When Josh came home, I NEEDED to talk. I needed to talk through all of the stuff that we went through, were going through, and what was still to come. I needed an outlet to release everything that had been pent up for those days, weeks, months, and years. However, the problem that we faced was that I was a woman and Josh was a man.
What I mean is that women like to talk and men, well, DON'T. Josh knew it had to be done but that didn't change the way the he was wired. However, we didn't talk about lots of this for some time. It wasn't until we were in CO that we began to really work through the mess. After we decided to begin talking through it we spent many nights in deep discussions about everything. Much of it was stuff that we had already talked about the night before but I needed to hear about it again. Josh tried to endure the questioning but it began to be too much for him. I could see that visibly he was getting frustrated by the constant talking in circles.
So, we came to an arrangement. Since, he was willing to talk but could not go on for hours and I needed to talk and could go on indefinitely, we decided that after the kids were in bed we would talk for 15 minutes. Nothing was off limits, nothing held back. But, after 15 minutes were over we would move onto something else...a movie, some Wii, other chores, etc. This time was invaluable for us.

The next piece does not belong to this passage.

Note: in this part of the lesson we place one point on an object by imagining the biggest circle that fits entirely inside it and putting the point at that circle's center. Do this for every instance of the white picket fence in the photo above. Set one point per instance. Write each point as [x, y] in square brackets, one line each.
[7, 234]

Two things happened during this time; 1. I spent my time away from Josh deciding what I would ask him to make the most of the time we had allocated to it. 2. Josh didn't get frustrated by the conversation that HAD to take place. By Josh not being tired of talking he would be able to open up about other things on his own. By giving me a finite amount of time to ask, I made sure that what I asked was really necessary for my healing and our well-being. AND gradually 15 minutes EVERY day was really too much, as I realized that I didn't really need to go over the same stuff. BUT when I was talking in circles every night I would forget, so I had to ask again. I also began to see that talking about the past really WASN'T bringing any healing.
Really think about your time and see if it's helping or hurting--the endless talking is not as helpful as you might think. The quality time we spent playing games, watching movies, and talking about other stuff....that brought healing. When we talked into the night about the hurt and pain there was NO time for the stuff that really helps.